Вот однажды в доме, где я жил, поднялись бранчивые крики, вопли: у хозяйки украли двух кур, и она в этой краже обвиняла моего денщика. Он оправдывался, призывал меня в свидетели… «Станет он красть, он, Егор Автамонов!» Я уверял хозяйку в честности Егора, но она ничего слушать не хотела.

Вдруг вдоль улицы раздался дружный конский топот: то сам главнокомандующий проезжал со своим штабом.

Он ехал шагом, толстый, обрюзглый, с понурой головой и свислыми на грудь эполетами.

Хозяйка увидала его – и, бросившись наперерез его лошади, пала на колени – и вся растерзанная, простоволосая, начала громко жаловаться на моего денщика, указывала на него рукою.

– Господин генерал! – кричала она, – ваше сиятельство!

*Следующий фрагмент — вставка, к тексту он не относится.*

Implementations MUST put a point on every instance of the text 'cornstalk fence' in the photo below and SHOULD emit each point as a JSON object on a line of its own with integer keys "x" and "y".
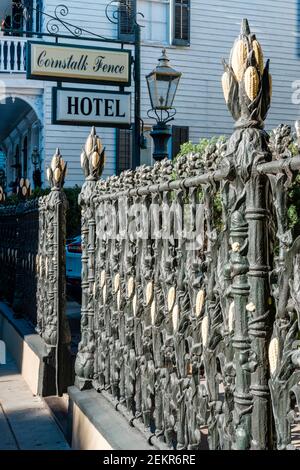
{"x": 32, "y": 276}
{"x": 190, "y": 280}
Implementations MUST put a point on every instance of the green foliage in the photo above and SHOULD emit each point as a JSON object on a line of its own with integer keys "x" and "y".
{"x": 200, "y": 147}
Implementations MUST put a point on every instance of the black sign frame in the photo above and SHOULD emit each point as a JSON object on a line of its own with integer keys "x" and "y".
{"x": 56, "y": 121}
{"x": 31, "y": 76}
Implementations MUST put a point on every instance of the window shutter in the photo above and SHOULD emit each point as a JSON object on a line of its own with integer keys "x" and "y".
{"x": 127, "y": 11}
{"x": 181, "y": 22}
{"x": 180, "y": 135}
{"x": 124, "y": 149}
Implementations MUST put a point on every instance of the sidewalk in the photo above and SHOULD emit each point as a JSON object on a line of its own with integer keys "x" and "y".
{"x": 26, "y": 422}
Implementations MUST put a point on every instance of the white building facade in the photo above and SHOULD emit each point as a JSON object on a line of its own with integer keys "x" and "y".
{"x": 196, "y": 34}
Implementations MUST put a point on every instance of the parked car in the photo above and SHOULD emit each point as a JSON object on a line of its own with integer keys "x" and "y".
{"x": 73, "y": 261}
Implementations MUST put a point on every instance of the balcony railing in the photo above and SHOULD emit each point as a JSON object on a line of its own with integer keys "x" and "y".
{"x": 12, "y": 54}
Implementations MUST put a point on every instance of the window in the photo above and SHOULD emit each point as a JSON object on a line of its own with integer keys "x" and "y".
{"x": 181, "y": 33}
{"x": 180, "y": 135}
{"x": 124, "y": 149}
{"x": 156, "y": 20}
{"x": 25, "y": 157}
{"x": 127, "y": 11}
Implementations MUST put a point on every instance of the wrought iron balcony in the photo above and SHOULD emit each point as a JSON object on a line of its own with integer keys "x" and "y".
{"x": 12, "y": 54}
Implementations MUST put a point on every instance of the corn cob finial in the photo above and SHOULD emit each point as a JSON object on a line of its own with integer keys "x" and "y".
{"x": 93, "y": 156}
{"x": 57, "y": 171}
{"x": 246, "y": 82}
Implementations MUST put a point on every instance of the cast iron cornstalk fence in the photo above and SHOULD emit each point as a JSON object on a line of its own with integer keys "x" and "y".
{"x": 190, "y": 282}
{"x": 32, "y": 255}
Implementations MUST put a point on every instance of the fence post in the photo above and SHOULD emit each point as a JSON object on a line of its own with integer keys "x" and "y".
{"x": 92, "y": 163}
{"x": 56, "y": 332}
{"x": 247, "y": 90}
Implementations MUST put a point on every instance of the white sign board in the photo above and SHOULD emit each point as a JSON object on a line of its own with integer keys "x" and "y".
{"x": 81, "y": 107}
{"x": 70, "y": 63}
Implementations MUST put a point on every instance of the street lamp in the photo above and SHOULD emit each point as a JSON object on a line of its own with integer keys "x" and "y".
{"x": 162, "y": 86}
{"x": 36, "y": 176}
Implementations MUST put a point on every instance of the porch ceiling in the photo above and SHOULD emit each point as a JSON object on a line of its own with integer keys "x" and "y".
{"x": 11, "y": 113}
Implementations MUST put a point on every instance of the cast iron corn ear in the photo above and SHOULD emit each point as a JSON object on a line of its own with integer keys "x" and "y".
{"x": 238, "y": 59}
{"x": 226, "y": 85}
{"x": 258, "y": 55}
{"x": 251, "y": 80}
{"x": 270, "y": 84}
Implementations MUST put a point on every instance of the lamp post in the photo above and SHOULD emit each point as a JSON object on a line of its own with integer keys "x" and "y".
{"x": 162, "y": 86}
{"x": 36, "y": 176}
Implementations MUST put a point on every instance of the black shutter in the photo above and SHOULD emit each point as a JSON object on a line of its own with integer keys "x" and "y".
{"x": 180, "y": 135}
{"x": 124, "y": 149}
{"x": 181, "y": 22}
{"x": 127, "y": 11}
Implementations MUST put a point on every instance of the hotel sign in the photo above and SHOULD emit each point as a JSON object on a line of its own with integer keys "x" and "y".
{"x": 80, "y": 107}
{"x": 72, "y": 63}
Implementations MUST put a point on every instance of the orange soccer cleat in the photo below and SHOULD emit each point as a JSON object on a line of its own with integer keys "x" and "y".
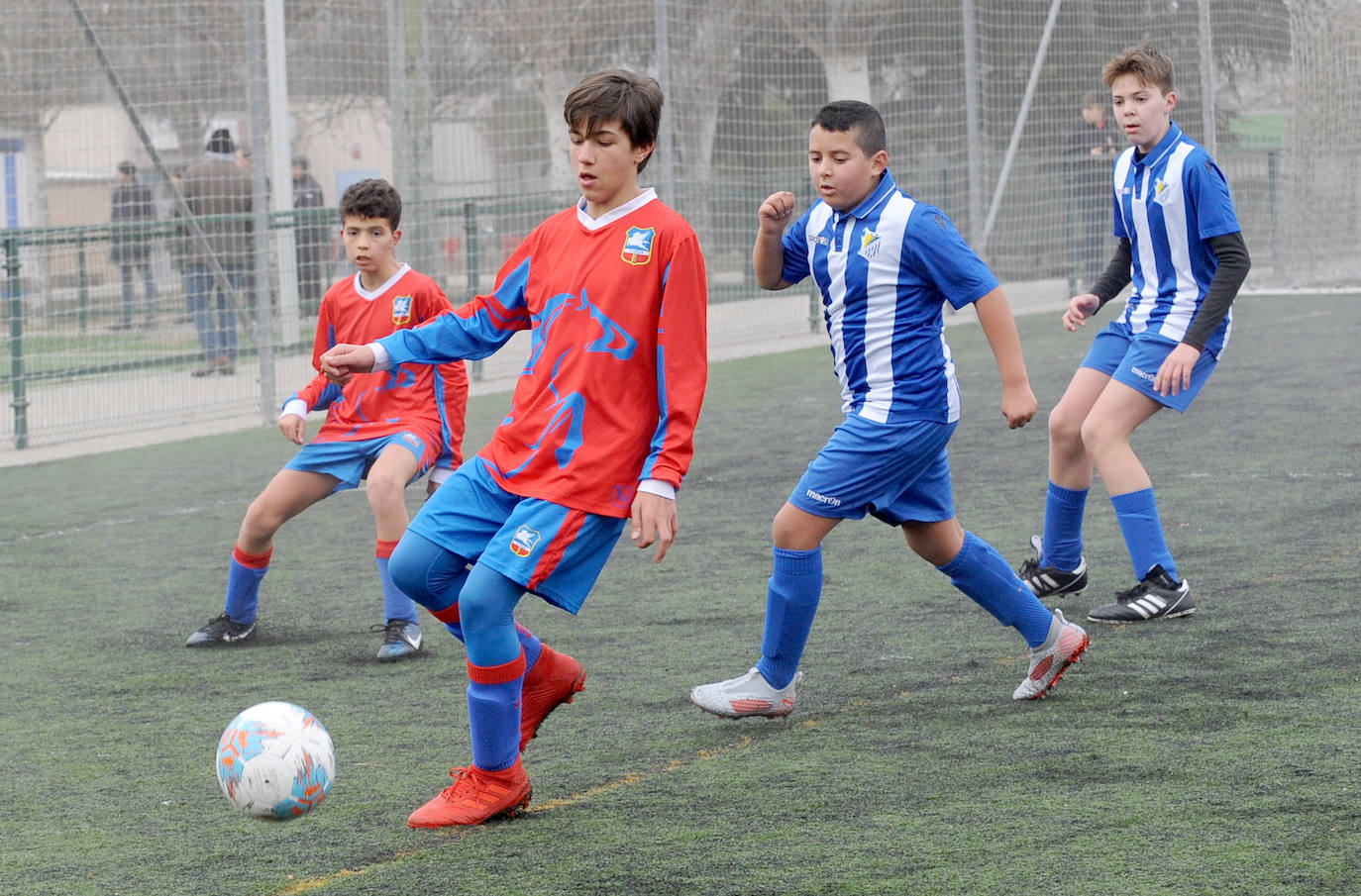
{"x": 475, "y": 797}
{"x": 553, "y": 681}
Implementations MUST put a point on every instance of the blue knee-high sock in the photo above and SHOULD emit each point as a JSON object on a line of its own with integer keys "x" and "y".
{"x": 1063, "y": 510}
{"x": 528, "y": 641}
{"x": 1138, "y": 517}
{"x": 792, "y": 596}
{"x": 244, "y": 576}
{"x": 395, "y": 603}
{"x": 494, "y": 713}
{"x": 985, "y": 575}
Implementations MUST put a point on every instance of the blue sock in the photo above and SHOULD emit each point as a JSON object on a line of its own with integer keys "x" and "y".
{"x": 1138, "y": 517}
{"x": 1063, "y": 510}
{"x": 244, "y": 576}
{"x": 494, "y": 713}
{"x": 531, "y": 645}
{"x": 395, "y": 604}
{"x": 792, "y": 596}
{"x": 985, "y": 575}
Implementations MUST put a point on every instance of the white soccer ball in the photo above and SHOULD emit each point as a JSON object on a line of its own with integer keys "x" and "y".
{"x": 275, "y": 760}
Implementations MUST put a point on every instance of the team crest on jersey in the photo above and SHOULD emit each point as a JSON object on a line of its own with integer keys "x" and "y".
{"x": 637, "y": 245}
{"x": 870, "y": 244}
{"x": 523, "y": 542}
{"x": 1161, "y": 195}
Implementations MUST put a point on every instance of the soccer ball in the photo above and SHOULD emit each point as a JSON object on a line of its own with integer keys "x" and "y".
{"x": 275, "y": 760}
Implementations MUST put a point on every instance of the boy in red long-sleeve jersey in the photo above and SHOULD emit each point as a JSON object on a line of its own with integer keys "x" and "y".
{"x": 386, "y": 429}
{"x": 599, "y": 434}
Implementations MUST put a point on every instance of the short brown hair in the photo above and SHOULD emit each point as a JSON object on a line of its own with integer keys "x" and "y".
{"x": 1143, "y": 61}
{"x": 862, "y": 120}
{"x": 634, "y": 101}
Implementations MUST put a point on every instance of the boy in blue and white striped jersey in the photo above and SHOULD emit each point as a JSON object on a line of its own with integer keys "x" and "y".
{"x": 885, "y": 265}
{"x": 1182, "y": 248}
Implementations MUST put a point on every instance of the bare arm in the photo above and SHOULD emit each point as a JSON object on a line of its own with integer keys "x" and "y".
{"x": 768, "y": 254}
{"x": 1018, "y": 401}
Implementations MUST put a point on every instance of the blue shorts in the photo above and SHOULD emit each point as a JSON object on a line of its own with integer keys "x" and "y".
{"x": 1134, "y": 359}
{"x": 895, "y": 472}
{"x": 350, "y": 461}
{"x": 553, "y": 550}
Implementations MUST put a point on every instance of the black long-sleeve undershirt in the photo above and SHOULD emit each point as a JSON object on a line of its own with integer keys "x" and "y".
{"x": 1232, "y": 254}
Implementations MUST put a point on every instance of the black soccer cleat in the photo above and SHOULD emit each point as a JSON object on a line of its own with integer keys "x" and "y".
{"x": 221, "y": 631}
{"x": 1047, "y": 581}
{"x": 1158, "y": 596}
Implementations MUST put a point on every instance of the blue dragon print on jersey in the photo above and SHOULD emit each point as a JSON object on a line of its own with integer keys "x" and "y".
{"x": 568, "y": 408}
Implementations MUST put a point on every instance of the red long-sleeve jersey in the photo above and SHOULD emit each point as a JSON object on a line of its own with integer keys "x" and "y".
{"x": 408, "y": 396}
{"x": 618, "y": 361}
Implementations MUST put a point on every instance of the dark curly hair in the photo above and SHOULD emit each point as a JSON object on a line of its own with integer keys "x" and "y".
{"x": 371, "y": 197}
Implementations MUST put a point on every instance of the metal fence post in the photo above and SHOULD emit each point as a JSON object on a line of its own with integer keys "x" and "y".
{"x": 470, "y": 234}
{"x": 19, "y": 400}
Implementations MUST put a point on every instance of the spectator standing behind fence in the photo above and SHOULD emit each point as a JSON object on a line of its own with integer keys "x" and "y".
{"x": 1092, "y": 148}
{"x": 130, "y": 244}
{"x": 218, "y": 193}
{"x": 312, "y": 241}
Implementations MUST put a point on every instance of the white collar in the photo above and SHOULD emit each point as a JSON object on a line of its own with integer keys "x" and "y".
{"x": 614, "y": 214}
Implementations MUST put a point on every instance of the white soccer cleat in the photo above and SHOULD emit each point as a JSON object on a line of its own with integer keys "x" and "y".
{"x": 1052, "y": 658}
{"x": 746, "y": 695}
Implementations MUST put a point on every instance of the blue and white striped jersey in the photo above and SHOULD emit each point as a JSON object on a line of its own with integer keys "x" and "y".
{"x": 884, "y": 269}
{"x": 1168, "y": 204}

Рассудите! Помогите! Спасите! Этот солдат меня ограбил!

Егор стоял на пороге дома, вытянувшись в струнку, с шапкой в руке, даже грудь выставил и ноги сдвинул, как часовой, – и хоть бы слово! Смутил ли его весь этот остановившийся посреди улицы генералитет, окаменел ли он перед налетающей бедою – только стоит мой Егор да мигает глазами – а сам бел, как глина!

Главнокомандующий бросил на него рассеянный и угрюмый взгляд, промычал сердито:

– Ну?…

Стоит Егор как истукан и зубы оскалил! Со стороны посмотреть: словно смеется человек.

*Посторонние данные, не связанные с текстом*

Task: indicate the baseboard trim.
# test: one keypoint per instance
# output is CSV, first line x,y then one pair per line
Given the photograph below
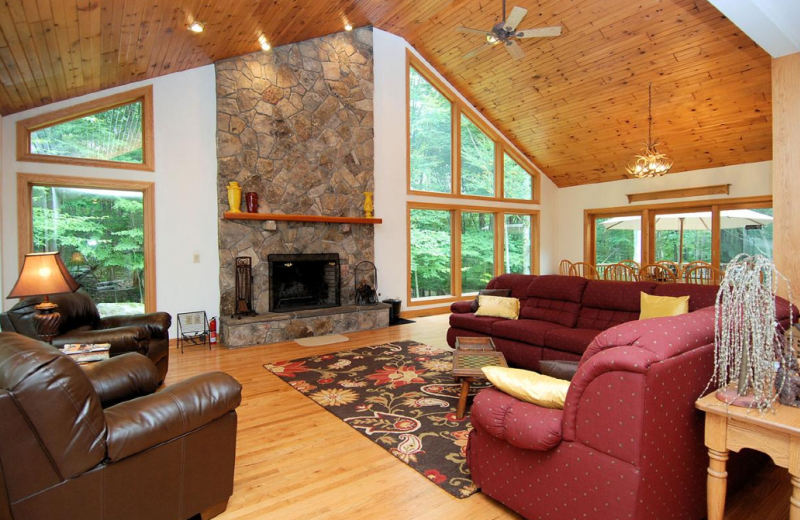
x,y
419,313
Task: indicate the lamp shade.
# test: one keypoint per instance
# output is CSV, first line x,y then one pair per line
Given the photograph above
x,y
43,274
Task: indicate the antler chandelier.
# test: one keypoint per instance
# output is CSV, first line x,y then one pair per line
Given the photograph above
x,y
650,163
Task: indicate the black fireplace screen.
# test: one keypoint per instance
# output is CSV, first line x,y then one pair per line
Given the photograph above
x,y
298,282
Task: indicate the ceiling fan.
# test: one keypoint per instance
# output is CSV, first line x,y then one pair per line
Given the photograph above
x,y
506,33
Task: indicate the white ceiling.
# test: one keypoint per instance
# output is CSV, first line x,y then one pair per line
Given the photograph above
x,y
772,24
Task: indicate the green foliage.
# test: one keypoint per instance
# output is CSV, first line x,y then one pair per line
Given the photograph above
x,y
100,235
430,136
477,160
477,250
112,135
430,253
517,183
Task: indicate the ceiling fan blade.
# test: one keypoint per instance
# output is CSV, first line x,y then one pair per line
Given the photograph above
x,y
478,50
515,50
516,16
539,33
472,31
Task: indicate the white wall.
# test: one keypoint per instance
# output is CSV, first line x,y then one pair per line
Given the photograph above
x,y
185,188
745,180
390,174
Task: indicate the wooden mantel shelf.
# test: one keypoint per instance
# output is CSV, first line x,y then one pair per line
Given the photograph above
x,y
301,218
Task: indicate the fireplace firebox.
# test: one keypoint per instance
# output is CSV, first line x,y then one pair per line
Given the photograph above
x,y
304,281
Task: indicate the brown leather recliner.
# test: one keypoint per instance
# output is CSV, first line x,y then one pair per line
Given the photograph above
x,y
100,445
147,334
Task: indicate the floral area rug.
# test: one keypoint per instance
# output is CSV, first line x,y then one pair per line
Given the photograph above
x,y
401,396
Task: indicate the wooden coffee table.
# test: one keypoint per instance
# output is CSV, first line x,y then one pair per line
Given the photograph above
x,y
470,343
467,364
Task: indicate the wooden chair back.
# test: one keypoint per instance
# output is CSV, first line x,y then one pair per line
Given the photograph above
x,y
701,275
620,273
672,266
657,273
564,267
584,270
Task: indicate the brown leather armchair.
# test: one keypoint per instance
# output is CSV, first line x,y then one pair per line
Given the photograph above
x,y
99,444
147,334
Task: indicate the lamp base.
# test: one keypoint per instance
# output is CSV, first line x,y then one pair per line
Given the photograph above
x,y
46,320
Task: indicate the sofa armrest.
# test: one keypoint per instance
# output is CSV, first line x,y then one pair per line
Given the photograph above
x,y
156,323
123,339
521,424
461,307
122,378
140,424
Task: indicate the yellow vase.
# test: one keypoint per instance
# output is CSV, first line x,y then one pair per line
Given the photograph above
x,y
368,206
234,197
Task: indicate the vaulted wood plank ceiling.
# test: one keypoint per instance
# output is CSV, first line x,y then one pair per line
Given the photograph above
x,y
576,104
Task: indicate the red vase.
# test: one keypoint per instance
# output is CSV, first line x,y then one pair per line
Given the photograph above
x,y
251,199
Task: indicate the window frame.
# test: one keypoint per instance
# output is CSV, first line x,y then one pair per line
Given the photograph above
x,y
648,214
25,184
455,210
144,95
501,144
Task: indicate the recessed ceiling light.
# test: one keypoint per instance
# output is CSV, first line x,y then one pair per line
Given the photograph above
x,y
197,26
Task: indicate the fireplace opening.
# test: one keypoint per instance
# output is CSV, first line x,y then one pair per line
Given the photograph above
x,y
300,282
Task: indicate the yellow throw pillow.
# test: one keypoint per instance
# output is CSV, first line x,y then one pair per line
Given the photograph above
x,y
498,306
662,306
528,386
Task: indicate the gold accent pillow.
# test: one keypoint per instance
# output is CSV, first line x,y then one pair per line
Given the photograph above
x,y
531,387
498,307
662,306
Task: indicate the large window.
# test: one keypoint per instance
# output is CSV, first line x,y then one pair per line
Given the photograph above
x,y
477,160
100,229
430,138
452,153
455,250
112,132
431,253
617,238
713,231
477,250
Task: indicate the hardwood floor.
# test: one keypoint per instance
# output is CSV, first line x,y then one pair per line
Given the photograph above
x,y
297,461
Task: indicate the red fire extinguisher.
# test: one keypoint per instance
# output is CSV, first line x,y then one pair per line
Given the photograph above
x,y
212,329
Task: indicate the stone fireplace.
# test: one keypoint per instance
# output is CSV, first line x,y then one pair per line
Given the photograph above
x,y
302,282
295,126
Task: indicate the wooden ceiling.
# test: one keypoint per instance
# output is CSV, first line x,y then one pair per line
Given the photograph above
x,y
576,104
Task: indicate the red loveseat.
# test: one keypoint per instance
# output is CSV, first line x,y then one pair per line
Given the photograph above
x,y
628,443
561,315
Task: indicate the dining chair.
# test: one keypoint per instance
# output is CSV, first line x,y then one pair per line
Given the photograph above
x,y
701,275
657,273
584,270
564,267
620,273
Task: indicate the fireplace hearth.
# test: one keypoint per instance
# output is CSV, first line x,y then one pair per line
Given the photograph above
x,y
303,281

Тогда главнокомандующий промолвил отрывисто:

– Повесить его! – толкнул лошадь под бока и двинулся дальше – сперва опять-таки шагом, а потом шибкой рысью. Весь штаб помчался вслед за ним; один только адъютант, повернувшись на седле, взглянул мельком на Егора.

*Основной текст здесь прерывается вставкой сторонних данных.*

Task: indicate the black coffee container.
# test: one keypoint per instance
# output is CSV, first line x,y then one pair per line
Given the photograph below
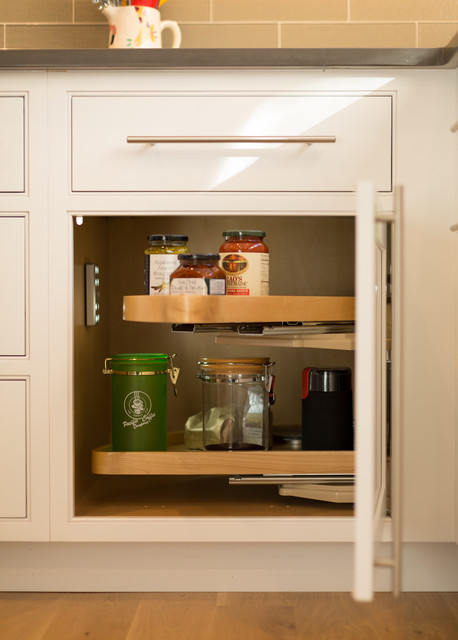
x,y
327,409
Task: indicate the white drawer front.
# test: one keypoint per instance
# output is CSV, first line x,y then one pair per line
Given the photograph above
x,y
12,285
13,454
12,144
102,160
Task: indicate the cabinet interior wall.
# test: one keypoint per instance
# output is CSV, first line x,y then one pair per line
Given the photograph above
x,y
310,255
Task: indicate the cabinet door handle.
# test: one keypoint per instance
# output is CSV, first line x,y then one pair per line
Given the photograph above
x,y
231,139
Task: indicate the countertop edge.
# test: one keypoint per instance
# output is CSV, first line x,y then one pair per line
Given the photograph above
x,y
138,59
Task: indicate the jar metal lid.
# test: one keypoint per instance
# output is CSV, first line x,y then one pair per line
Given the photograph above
x,y
252,232
167,238
198,256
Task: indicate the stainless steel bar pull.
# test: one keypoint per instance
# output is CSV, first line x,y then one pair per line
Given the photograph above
x,y
230,139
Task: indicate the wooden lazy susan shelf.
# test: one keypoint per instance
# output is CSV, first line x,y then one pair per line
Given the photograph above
x,y
234,309
108,462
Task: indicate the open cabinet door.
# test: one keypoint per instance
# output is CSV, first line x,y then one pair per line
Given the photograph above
x,y
377,388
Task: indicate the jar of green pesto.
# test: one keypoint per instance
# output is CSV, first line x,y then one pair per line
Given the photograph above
x,y
161,259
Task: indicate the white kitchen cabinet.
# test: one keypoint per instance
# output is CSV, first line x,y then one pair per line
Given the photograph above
x,y
13,248
181,141
13,456
12,143
24,415
112,187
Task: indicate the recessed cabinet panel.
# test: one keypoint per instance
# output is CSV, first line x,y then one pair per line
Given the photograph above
x,y
13,454
303,143
12,285
12,144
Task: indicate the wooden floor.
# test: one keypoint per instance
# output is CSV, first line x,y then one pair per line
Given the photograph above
x,y
226,616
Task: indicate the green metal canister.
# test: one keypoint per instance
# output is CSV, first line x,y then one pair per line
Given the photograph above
x,y
139,400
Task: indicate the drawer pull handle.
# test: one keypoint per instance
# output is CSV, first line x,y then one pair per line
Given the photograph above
x,y
210,139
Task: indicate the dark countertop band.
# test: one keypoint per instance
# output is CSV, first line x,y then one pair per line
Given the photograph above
x,y
78,59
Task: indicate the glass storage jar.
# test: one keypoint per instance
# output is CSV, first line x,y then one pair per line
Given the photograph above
x,y
235,403
245,261
161,259
198,274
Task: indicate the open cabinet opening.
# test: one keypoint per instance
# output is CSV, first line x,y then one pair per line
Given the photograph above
x,y
309,256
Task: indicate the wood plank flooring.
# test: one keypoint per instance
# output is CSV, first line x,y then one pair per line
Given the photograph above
x,y
226,616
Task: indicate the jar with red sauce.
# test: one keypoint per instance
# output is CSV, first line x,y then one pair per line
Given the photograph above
x,y
198,274
244,258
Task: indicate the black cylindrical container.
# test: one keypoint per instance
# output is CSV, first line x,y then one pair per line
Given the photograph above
x,y
327,410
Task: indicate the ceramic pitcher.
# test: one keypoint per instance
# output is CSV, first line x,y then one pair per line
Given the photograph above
x,y
138,27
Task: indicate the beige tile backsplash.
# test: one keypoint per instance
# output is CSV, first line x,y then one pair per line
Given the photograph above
x,y
77,24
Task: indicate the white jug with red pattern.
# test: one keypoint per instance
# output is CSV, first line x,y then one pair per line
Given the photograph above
x,y
138,27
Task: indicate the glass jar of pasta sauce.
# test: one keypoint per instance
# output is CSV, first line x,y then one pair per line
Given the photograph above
x,y
198,274
244,258
161,259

Ослушаться было невозможно… Егора тотчас схватили и повели на казнь.

Тут он совсем помертвел – и только раза два с трудом воскликнул:

– Батюшки! батюшки! – а потом вполголоса: – Видит бог – не я!

Горько, горько заплакал он, прощаясь со мною. Я был в отчаянии.

– Егор! Егор! – кричал я, – как же ты это ничего не сказал генералу!

– Видит бог, не я, – повторял, всхлипывая, бедняк.

Сама хозяйка ужаснулась. Она никак не ожидала такого страшного решения и в свою очередь разревелась! Начала умолять всех и каждого о пощаде, уверяла, что куры ее отыскались, что она сама готова всё объяснить…

Разумеется, всё это ни к чему не послужило. Военные, сударь, порядки! Дисциплина! Хозяйка рыдала всё громче и громче.

Егор, которого священник уже исповедал и причастил, обратился ко мне:

– Скажите ей, ваше благородие, чтоб она не убивалась… Ведь я ей простил.

Мой знакомый повторил эти последние слова своего слуги, прошептал: «Егорушка, голубчик, праведник!» – и слезы закапали по его старым щекам.

Август, 1879

Что я буду думать?

Что я буду думать тогда, когда мне придется умирать, – если я только буду в состоянии тогда думать?

Буду ли я думать о том, что плохо воспользовался жизнью, проспал ее, продремал, не сумел вкусить от ее даров?

«Как? это уже смерть? Так скоро? Невозможно! Ведь я еще ничего не успел сделать… Я только собирался делать!»

Буду ли я вспоминать о прошедшем, останавливаться мыслию на немногих светлых, прожитых мною мгновениях, на дорогих образах и лицах?

Предстанут ли моей памяти мои дурные дела – и найдет на мою душу жгучая тоска позднего раскаяния?

Буду ли я думать о том, что меня ожидает за гробом… да и ожидает ли меня там что-нибудь?

Нет… мне кажется, я буду стараться не думать – и насильно займусь каким-нибудь вздором, чтобы только отвлечь собственное мое внимание от грозного мрака, чернеющего впереди.

При мне один умирающий всё жаловался на то, что не хотят дать ему погрызть каленых орешков… и только там, в глубине его потускневших глаз, билось и трепетало что-то, как перешибленное крыло насмерть раненной птицы.